Visto por esse prisma, Washizu não é menos que demoníaco. Que é o demônio senão um anjo que desviou seu rosto da contemplação divina para a contemplação de seus próprios desejos? Tsuzuki, seu senhor, representa a virtude e o direito. Ele é justo e recompensa generosamente aqueles que lhe são leais. Washizu provou dessa generosidade. Porém, isso não é suficiente. Ele quer o lugar de Tsuzuki, mesmo não possuindo a envergadura moral para sentar-se no trono. "Better to reign in Hell, than to serve in Heaven", diz o Lúcifer de Milton.
Washizu reina e o horror instala-se. A profecia sobre o filho de Miki tornar-se um dia rei atormenta-o e Washizu ordena secretamente a morte de seu antigo amigo, sem contudo conseguir assassinar o filho. Este foge para junto do filho de Tsuzuki e seus homens no exílio.
O mal que Washizu realizou começa a exigir vingança. O fantasma de Miki atormenta-o durante um banquete. A consciência dá sinais de impor-se pelo remorso. A tragédia abate-se sobre ele: Lady Asaji engravida logo em seguida, mas a criança nasce morta. Não haverá herdeiro do Grande Senhor Washizu.
Unidos em torno do filho de Tsuzuki, seus inimigos iniciam uma guerra de reconquista e tomam os castelos de Washizu, restando-lhe somente o Castelo da Teia de Aranha. Onde buscar auxílio senão nas forças que profetizaram sua chegada ao poder? Washizu consulta a velha etérea e esta promete-lhe que nada deverá temer enquanto a floresta da Teia de Aranha não atacar o castelo de Washizu.
Os inimigos de Washizu acampam na floresta para atacar sua fortaleza. Ele nada teme. Confiante que está na profecia, revela-a a seus homens reunidos para o combate. Não obstante, sinais de desgraça acontecem. Pássaros entram na fortaleza em debandada. Lady Asaji sucumbe ao remorso e à dor pela perda de seu filho e enlouquece. O desfecho está próximo.

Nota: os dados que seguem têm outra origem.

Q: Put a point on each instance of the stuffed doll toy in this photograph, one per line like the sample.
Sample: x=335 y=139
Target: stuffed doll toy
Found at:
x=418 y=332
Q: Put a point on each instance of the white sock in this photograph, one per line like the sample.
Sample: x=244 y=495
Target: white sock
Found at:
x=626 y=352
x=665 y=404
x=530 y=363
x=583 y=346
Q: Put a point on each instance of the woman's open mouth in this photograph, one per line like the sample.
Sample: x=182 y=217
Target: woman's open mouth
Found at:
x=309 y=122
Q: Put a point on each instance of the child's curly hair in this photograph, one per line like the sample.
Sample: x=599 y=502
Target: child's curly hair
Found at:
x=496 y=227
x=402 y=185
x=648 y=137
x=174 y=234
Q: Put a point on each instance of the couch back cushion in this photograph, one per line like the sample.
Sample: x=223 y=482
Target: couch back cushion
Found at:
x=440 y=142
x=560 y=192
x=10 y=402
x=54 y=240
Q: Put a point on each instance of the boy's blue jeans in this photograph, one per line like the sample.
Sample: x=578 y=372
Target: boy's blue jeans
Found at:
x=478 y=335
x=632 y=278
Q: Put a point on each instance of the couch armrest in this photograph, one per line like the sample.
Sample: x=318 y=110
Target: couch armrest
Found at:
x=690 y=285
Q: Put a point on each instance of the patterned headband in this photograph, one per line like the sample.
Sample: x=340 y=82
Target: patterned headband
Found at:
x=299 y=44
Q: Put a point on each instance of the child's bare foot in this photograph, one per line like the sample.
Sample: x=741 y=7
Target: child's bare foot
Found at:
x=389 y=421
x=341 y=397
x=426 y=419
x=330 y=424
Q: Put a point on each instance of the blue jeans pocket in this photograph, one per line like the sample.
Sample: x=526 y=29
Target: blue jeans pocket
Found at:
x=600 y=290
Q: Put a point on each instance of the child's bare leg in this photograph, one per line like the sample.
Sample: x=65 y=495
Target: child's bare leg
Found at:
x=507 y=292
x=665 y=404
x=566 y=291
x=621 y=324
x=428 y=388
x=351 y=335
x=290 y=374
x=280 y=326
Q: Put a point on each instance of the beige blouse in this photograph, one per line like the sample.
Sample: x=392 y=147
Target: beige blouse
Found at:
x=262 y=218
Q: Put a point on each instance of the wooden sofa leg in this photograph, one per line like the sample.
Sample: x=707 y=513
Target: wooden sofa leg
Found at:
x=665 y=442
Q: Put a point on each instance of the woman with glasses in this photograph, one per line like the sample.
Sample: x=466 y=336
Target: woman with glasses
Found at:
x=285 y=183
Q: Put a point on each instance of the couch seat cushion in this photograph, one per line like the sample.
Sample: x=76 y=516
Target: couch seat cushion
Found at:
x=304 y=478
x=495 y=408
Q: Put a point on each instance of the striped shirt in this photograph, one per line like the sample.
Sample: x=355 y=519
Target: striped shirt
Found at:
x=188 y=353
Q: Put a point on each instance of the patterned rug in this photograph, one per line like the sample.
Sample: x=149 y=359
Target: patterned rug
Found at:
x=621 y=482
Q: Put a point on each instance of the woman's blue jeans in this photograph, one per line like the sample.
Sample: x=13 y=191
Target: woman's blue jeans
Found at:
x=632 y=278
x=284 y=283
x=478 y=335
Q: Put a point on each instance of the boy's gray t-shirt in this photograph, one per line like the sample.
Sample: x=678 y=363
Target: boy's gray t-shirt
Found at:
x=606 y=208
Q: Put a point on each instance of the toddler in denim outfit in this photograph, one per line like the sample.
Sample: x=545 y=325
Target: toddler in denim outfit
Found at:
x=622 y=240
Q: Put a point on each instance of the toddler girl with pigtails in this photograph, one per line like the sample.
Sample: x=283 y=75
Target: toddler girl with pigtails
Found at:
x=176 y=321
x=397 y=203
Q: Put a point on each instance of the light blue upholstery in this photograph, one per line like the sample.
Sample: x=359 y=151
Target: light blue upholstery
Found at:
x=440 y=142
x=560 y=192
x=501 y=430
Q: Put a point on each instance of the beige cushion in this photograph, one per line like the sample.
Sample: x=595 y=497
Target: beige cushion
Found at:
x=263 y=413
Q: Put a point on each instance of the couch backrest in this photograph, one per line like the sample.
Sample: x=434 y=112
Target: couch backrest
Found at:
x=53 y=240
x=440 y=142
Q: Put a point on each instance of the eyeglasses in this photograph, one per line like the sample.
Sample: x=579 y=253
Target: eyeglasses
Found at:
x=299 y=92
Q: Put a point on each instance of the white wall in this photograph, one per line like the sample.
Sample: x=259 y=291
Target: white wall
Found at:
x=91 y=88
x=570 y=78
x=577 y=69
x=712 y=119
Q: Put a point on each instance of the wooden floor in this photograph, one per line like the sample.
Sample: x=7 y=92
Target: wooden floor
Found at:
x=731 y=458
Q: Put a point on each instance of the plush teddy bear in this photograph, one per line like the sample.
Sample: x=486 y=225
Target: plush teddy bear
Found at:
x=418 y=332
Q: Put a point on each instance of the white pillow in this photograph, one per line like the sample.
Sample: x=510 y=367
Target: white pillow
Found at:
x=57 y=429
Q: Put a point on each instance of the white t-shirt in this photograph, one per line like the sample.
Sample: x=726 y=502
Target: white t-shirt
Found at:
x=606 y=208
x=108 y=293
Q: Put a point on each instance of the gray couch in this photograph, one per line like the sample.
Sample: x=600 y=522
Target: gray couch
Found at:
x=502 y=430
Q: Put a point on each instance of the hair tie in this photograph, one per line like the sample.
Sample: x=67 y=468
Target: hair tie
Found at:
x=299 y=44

Por fim, ao alvorecer, uma sentinela apavorada lhe diz que a floresta avança contra a fortaleza. Washizu, desesperado, contempla pela torre o movimento das árvores. Seus inimigos cortaram-nas e usaram-nas como cobertura para seu avanço. Mais uma vez o sentido da profecia era ambíguo e obscuro. A profecia cumpriu-se exatamente como fora profetizada. Washizu ouviu o que queria ouvir.
Os soldados de Washizu, sabendo da profecia de sua derrocada, alvejam seu senhor com inúmeras flechas e o matam. O ciclo da violência e do crime encerra-se. Washizu, o assassino de seu senhor, é morto por seus homens. O destino do ambicioso e criminoso é a morte pelas mãos das próprias forças que ele conjurara.